Soeharto, Kemiskinan Masa Muda dan Momentum G30S

CNN Indonesia
Selasa, 08 Jun 2021 15:47 WIB
Seabad yang lalu, Soeharto, lahir dari keluarga miskin. Peristiwa G30S pada 1965 silam disebut jadi salah satu titik balik kehidupan Soeharto.
Ilustrasi PKI. (Foto: Thinkstock/fcknimages)

Elson dalam bukunya menyebut Peristiwa 1965 merupakan peristiwa paling penting dalam kehidupan Soeharto.
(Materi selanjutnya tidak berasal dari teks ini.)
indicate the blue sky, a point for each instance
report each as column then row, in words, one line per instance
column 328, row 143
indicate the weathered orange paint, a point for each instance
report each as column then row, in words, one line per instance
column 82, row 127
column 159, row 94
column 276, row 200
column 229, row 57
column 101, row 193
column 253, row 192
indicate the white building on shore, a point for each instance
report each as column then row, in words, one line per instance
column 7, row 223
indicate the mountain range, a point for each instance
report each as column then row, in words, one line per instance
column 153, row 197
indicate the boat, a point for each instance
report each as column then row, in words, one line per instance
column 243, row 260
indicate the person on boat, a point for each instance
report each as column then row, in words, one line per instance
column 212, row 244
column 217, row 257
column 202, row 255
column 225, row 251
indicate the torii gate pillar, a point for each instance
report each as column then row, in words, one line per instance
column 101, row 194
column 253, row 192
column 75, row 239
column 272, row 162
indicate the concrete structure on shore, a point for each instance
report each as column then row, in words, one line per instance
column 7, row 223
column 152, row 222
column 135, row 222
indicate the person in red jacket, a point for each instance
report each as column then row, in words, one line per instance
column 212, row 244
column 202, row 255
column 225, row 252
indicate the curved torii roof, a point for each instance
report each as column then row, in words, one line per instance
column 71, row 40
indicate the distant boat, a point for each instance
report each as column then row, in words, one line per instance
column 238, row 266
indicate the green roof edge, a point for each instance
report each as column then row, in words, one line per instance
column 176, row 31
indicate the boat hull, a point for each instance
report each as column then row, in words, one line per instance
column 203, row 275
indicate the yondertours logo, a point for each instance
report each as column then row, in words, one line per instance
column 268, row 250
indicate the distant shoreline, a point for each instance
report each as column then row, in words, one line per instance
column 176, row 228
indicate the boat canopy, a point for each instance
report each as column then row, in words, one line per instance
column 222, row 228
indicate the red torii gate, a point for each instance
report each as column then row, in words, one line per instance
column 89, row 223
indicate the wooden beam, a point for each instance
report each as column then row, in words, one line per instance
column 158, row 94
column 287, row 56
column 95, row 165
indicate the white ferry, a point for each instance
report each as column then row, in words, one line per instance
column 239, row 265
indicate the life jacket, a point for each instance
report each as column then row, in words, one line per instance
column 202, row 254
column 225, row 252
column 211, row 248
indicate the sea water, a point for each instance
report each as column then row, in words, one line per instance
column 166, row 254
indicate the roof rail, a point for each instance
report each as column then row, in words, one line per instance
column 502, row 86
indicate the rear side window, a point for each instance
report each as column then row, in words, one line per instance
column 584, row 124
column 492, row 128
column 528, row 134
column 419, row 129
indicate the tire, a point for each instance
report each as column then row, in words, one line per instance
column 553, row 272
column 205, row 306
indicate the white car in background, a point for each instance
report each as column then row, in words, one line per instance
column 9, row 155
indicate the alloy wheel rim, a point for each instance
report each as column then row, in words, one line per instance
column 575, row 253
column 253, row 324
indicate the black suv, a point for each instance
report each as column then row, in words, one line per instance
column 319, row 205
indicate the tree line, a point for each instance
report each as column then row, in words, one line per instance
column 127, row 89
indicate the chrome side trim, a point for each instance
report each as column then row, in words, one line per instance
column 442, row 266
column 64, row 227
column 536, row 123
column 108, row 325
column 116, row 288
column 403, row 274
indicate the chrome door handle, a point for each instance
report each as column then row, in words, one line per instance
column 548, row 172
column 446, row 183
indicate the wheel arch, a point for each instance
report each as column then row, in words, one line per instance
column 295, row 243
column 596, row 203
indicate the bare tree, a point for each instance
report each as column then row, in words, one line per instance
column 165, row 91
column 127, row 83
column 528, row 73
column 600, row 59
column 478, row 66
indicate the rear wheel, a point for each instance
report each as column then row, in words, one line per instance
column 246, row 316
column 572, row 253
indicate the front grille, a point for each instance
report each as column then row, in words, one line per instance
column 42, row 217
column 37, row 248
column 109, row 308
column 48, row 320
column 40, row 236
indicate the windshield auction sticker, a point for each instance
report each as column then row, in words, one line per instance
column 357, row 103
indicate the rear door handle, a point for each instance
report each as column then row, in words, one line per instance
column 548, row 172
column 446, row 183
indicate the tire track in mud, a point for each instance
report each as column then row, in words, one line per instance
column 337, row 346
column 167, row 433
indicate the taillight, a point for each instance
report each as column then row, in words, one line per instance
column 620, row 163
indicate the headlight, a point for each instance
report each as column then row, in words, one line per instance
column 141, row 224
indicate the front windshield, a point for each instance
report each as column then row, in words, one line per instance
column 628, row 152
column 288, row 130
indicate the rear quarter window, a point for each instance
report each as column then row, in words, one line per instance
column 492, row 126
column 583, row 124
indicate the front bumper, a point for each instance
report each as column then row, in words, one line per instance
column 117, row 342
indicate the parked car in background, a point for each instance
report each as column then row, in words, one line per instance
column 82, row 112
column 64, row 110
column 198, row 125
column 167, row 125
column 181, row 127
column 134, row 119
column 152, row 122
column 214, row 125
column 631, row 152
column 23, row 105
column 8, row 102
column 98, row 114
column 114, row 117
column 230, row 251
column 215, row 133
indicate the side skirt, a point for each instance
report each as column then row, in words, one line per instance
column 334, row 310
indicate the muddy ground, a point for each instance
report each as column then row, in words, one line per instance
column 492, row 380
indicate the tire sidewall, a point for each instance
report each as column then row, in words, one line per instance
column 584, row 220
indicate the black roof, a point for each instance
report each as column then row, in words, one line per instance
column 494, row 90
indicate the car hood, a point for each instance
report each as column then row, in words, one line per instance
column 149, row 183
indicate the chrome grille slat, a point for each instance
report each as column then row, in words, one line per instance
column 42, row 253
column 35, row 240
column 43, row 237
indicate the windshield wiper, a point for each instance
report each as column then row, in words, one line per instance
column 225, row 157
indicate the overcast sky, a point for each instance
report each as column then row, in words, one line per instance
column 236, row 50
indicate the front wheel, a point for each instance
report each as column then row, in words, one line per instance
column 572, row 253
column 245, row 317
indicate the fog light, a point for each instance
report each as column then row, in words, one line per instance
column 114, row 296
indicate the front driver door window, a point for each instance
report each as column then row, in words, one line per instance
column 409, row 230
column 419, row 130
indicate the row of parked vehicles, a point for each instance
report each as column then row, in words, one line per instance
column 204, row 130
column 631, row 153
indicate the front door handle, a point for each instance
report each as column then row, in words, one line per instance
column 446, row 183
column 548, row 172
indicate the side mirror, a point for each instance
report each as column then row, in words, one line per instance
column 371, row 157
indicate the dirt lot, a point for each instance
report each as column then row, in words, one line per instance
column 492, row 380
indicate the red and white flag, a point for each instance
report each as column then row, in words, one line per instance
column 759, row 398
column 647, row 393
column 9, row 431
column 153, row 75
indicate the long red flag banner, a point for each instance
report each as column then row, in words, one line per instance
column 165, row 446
Menurutnya, reaksi Soeharto terhadap peristiwa itu menunjukkan ketenangan pikiran dan kapasitas yang memberi jalan bagi promosi politiknya.

"Tanpa adanya peristiwa mengguncangkan yang dipicu oleh Gerakan 30 S/PKI, Soeharto mungkin akan menghabiskan hari-harinya dalam ketidakjelasan," tulis Elson.

Dua tahun setelahnya, ia pun ditunjuk sebagai pejabat presiden lewat Sidang Istimewa MPR pada 7 Maret 1967. Berdasarkan hasil Sidang Umum MPRS pada 27 Maret 1968, ia diangkat menjadi presiden.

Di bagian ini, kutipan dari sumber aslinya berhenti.